A Europa espera para ver, dependente dos achaques do louco de Washington. Espera caladinha, como convém desta vez, não vá o homem deixar de decidir pelo bom senso, sentindo-se empurrado de fora. Mas, dure a guerra quanto mais tempo durar, há coisas que a Europa aprendeu com ela e a cuja lição não se pode furtar. Primeiro, que continuar a achar que os Estados Unidos de Donald Trump — e depois provavelmente de J. D. Vance — são um aliado fiável e um parceiro de confiança, partilhando dos mesmos valores, é meio caminho andado para o suicídio, para serem apanhados numa guerra ou numa crise desencadeada pelo suposto aliado, sem aviso algum mas com consequências imediatas. Segundo, que desatar a endividar-se para comprar armas às empresas de armamento americano, sem quaisquer garantias de contrapartidas sérias, como quer o secretário-geral da NATO, é uma aventura que não faz sentido algum. Em terceiro lugar, a Europa não pode abrandar, antes intensificar, o seu esforço de apostar nas energias alternativas, libertando-se da dependência mortal dos hidrocarbonetos. E por último, deve prosseguir no caminho recentemente inaugurado de procurar outros parceiros comerciais e diplomáticos, pois que por aí também passa muito da sua independência.

O tempo
Hugo Pinto

2 Olhada à luz do desarranjo do mundo, a cena política portuguesa oscila entre o surreal e o patético. Andar a discutir o novo estatuto dos transexuais, a inultrapassável escolha de juízes para o Tribunal Constitucional, indicados pelos partidos mas supostamente independentes, ou os almoços de Isaltino Morais em Oeiras, enquanto o mundo conhecido desaba à nossa volta, oscila entre a inconsciência e a irrelevância. E se olharmos para o lado, para a grande Espanha, e virmos que têm combustíveis mais baratos, electricidade mais barata, verdadeiras medidas de apoio à economia sustentadas com uma diminuição real da receita fiscal, e, em cima de tudo isso e para desespero da direita espanhola e dos seus admiradores lusos, uma política externa que a torna admirada em todo o lado, deveríamos corar, se não de vergonha, pelo menos de inveja.

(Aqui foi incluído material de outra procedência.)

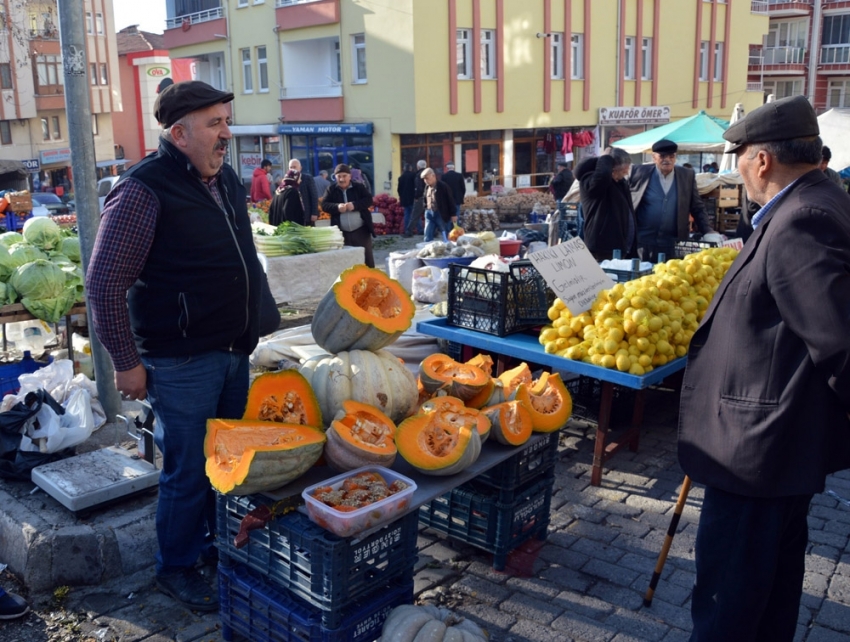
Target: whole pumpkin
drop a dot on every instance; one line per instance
(431, 623)
(377, 378)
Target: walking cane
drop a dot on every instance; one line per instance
(668, 541)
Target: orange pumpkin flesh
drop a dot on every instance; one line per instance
(548, 400)
(284, 397)
(360, 436)
(252, 456)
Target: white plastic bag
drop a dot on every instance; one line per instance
(430, 284)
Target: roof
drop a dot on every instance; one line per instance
(131, 40)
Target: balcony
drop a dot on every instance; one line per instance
(297, 14)
(195, 28)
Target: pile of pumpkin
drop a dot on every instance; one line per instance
(359, 405)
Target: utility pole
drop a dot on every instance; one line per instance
(72, 36)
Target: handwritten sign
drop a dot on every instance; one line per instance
(572, 273)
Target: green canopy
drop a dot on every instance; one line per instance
(699, 133)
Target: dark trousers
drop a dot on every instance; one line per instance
(361, 237)
(750, 558)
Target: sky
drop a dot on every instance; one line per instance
(148, 14)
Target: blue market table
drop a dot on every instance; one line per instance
(526, 347)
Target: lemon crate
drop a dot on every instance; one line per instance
(532, 463)
(326, 571)
(497, 302)
(480, 519)
(255, 610)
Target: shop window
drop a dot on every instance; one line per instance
(358, 58)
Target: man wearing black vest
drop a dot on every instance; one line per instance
(663, 194)
(174, 287)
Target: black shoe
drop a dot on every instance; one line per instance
(188, 588)
(12, 606)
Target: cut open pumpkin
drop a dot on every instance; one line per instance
(364, 310)
(252, 456)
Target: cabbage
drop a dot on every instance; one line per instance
(10, 238)
(42, 232)
(70, 247)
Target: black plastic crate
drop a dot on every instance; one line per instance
(319, 567)
(683, 248)
(480, 519)
(531, 463)
(497, 302)
(254, 610)
(586, 393)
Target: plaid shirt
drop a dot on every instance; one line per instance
(127, 229)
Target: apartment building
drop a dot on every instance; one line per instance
(33, 125)
(805, 52)
(503, 88)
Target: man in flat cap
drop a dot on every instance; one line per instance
(766, 391)
(174, 288)
(664, 194)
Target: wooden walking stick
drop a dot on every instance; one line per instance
(668, 541)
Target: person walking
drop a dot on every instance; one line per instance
(439, 206)
(766, 389)
(664, 195)
(174, 290)
(348, 204)
(406, 190)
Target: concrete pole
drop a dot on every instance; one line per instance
(72, 35)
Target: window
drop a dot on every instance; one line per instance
(263, 69)
(358, 58)
(629, 59)
(5, 75)
(488, 53)
(556, 54)
(646, 59)
(718, 61)
(464, 54)
(247, 75)
(837, 93)
(577, 46)
(703, 60)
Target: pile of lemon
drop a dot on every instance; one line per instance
(638, 325)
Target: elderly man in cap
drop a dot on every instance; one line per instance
(175, 288)
(766, 390)
(664, 194)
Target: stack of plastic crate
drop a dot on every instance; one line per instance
(295, 581)
(504, 506)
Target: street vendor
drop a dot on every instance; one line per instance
(174, 288)
(766, 390)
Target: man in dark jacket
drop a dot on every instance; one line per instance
(348, 203)
(309, 195)
(606, 204)
(456, 184)
(174, 289)
(439, 206)
(766, 391)
(406, 191)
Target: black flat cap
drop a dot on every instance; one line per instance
(179, 99)
(783, 119)
(664, 146)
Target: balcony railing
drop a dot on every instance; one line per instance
(194, 18)
(832, 54)
(784, 55)
(311, 91)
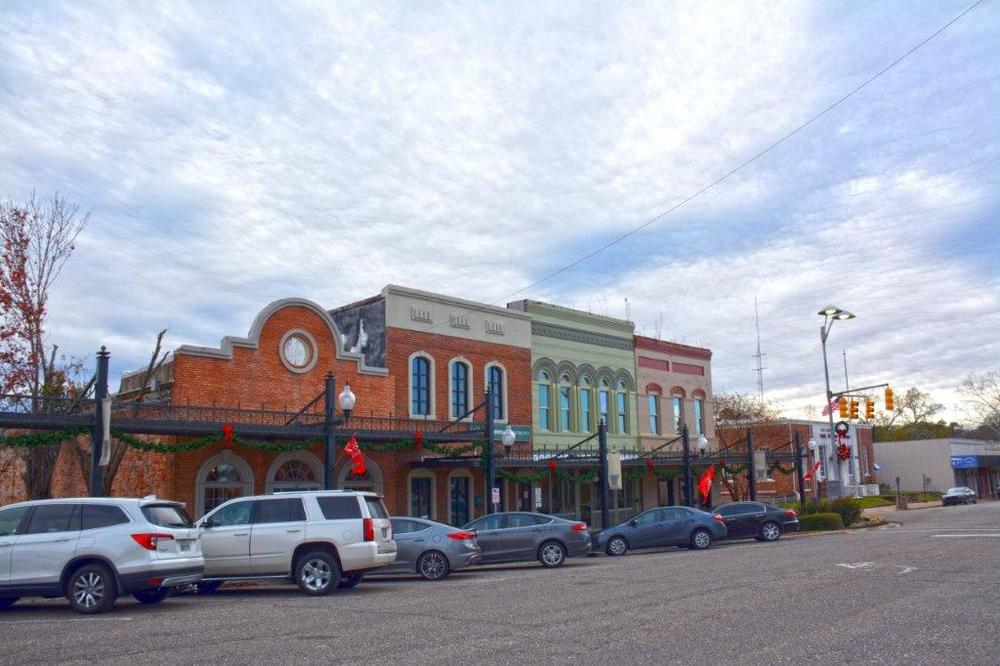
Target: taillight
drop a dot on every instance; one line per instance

Mas continuaremos assim, o Governo propagandeando a inércia, a incapacidade de pensar para a frente e de agir, como se estivesse ocupado em grandes reformas, a oposição armadilhada na vontade de propor diferente e o medo de ter de enfrentar eleições antes de ter convencido alguém de que faria diferente e melhor, e o Chega afogado em sucessivos escândalos escabrosos, como era de prever assim que começasse a ter os tais “tachos” e que com eles viesse o respectivo escrutínio. A ideia que dá é que nada, nem as notícias do mundo, abala o inabalável sono pátrio. E que é isso que o povo quer.

3 Comecei a ler jornais diariamente aos 12 anos, numa época em que, só em Lisboa, tínhamos uns cinco diários matutinos e três vespertinos. Ao longo da vida, nunca perdi o hábito de ler jornais todos os dias, quatro ou cinco por dia e de preferência em papel: sou um confesso dinossauro da imprensa. Depois, e ao longo dos meus mais de 40 anos de jornalismo, a leitura de jornais passou a ser, mais do que um vício, uma obrigação. E mesmo depois de deixar o jornalismo, poucos anos atrás, a actividade de articulista ou comentador continuou a exigir-me a consulta diária de jornais, portugueses e estrangeiros, acrescida dos jornais televisivos e noticiários da rádio — que, por sinal, acho péssimos. A informação confunde-se com o meu dia-a-dia, como uma segunda pele ou a roupa que visto para sair à rua. Mas com o tempo, este doce Nirvana, pessoal e profissional, foi-se alterando e, em algumas situações mesmo, adulterando, deixando de serem consideradas “All the News That’s Fit to Print”, conforme reza o cabeçalho do “The New York Times”, numa das mais certeiras definições do que é informação que conheço. O triunfo ululante da ignorância, associado ao desvario das redes sociais e dos seus algoritmos programados para conduzir os incautos aos abismos de desinformação e manipulação a que os Bezos e os Zuckerbergs deste tempo os querem conduzir docilmente, como carneiros ao redil, inaugurou uma época de nova luta de classes. Só que desta vez não é entre o capital e o trabalho, mas entre o que chamam a “elite” informada e desprezada e a grande massa de ignorantes felizes. E se alguém podia imaginar, como eu imaginei em tempos, que nesta nova luta de classes os vencedores seriam os que se deram ao trabalho de tentar saber, aprender, distinguir a verdade da mentira, tentar ver claro o que não é nítido, enganaram-se redondamente: os vencedores são os ignorantes e os que tiram partido dessa ignorância, servindo, pronto-a-vestir, um simplismo opinativo que se torna irresistível para os crentes. Donald Trump é, obviamente, o exemplo consumado deste mundo assustador, cuja história não vejo como possa não acabar mal.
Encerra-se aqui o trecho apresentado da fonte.